“Well look at you, we heard you were coming,” were the first words I heard upon arrival to Dismas house. The middle-aged man sitting outside the old house was wearing a light tan hoodie and smoking a cigarette. I smiled and expressed how excited I was to finally meet everyone as he let me inside the house. Upon entering, I was given a quick tour and then told to go introduce myself to everyone. I turned to my right to see a full-grown man, Jeff, focused intensely on crocheting a scarf. I pulled up a chair next to him and before we had time to run through small-talk conversation, he said, “This is all did in prison.” After sitting in conversation for 10 or 15 minutes, I realized how Jeff’s past, specifically his time in prison, had completely shifted his goals and perspective on the future.
Throughout the night, the same thing hit me over and over again; the stories and situations of these individuals have not only immensely shaped their identity and self perception, but they have shaped the perspective they have on the future. Louis Kriesberg writes, “Developing a sense of self is an essential part of every individual becoming a mature person. Each person’s self-conception is a unique combination of many identifications.” Some of these identifications include the people around you, the situations you observe, the things you’ve accomplished, the things you’ve involved in, and the places you live.
Another key thing I noted was the emphasis on hard work once joining Dismas house. Not only do jobs, chores, work give the people at Dismas a sense ofresponsibility and pride, but it teaches them to live independently. One woman I met gets up at 2:30am to go to work each morning. Another person, Kyle, bragged about how privileged he was to take Astronomy at the community college nearby. The things these individuals had accomplished shaped a large portion of their identity, especially the positive things that they had accomplished and things they were involved in doing.
Shelly is always the first one to give me a hug upon arrival to Dismas House. On Thursday, I found her outside the house smoking and talking loud with one of the other residents. She smiled soft and asked about my week before we went inside to begin women’s group. Myriad things led to women’s group being cancelled, and after saying hello to everyone else in the house, I went into the kitchen to find Shelly sitting alone at the table. I sat down next to her and asked what she was thinking about. That simple question led to an hour and a half discussion about her children, her ex-husband, and her mother. I would later come to find out that Shelly had been raped at the age of 3, 8, and then 13. Because she suffered from so much violence, she was never able to re-gain her footing and understand how to treat her own children.
A few weeks later, while sitting in the living room, I asked George what he did for Easter which led to a conversation about his family. He remarked, “When I was fourteen, and looking back I realize just how young fourteen really is, although I didn’t think so at the time … well anyways, when I was fourteen, I got my first full time job. 40 hours a week. By the time I dropped out of school at the age of 16 I had been totally self-supported for 2 years.”.

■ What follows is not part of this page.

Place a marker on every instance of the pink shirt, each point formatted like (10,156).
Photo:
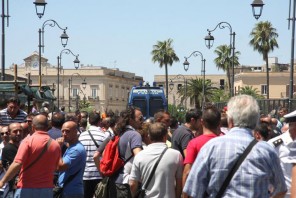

I see George every week but he’s never made it a point to talk to me. Sometimes it feels as though he purposely avoids me. After telling me about his family he looked straight into my eyes and said, “you’ve never had anything go wrong for you, have you? You said you’re 18, right? There’s really nothing more we can talk about because we’re so different, you see.”
And that was the fundamental issue that had been looming in my relationships with the people at Dismas since the beginning: they saw me as a reference point.
To George, Shelly, Kyle, Jeff, and the others, I was the privileged white girl who was born into a perfect family who wore matching outfits to church on Sunday, came to Notre Dame to make a six-figure salary, and somehow landed in a class that made me serve Dismas House once a week for academic credit.
I told him that my parents were missionaries with literally no income and the only way I had the ability to go to Notre Dame was because of need-based aid. I told him how I’d seen divorce, alcoholism, and abuse in my own life. I told him of the two children I saw murdered and the many more I saw pass away due to curable diseases. I told him all about how hard life can be from my “end” of the spectrum that George had created in his mind around how well people would be able to relate.
He listened intently and after telling a small portion of my story I told him how we all deal with issues; some issues are just manifested differently than others. I couldn’t believe the shock on his face when he heard me say, “We are all equal George, no one person has any less worth because they happened to deal with more stuff than another. The fact that some people are born into better situations than others isn’t something we can control.” It was like he had never heard it said before.
To form peace, we need to stop noticing people on any other basis other than the fact that they are homo sapiens. Only then will we be able to live in peace with our neighbor no matter what race, identity, gender, or any other point of divide they identify with. It is my hope that everyone at Dismas, and everyone around the world, learns the truth that we are all created equal and deserve to be treated in the same respectful way.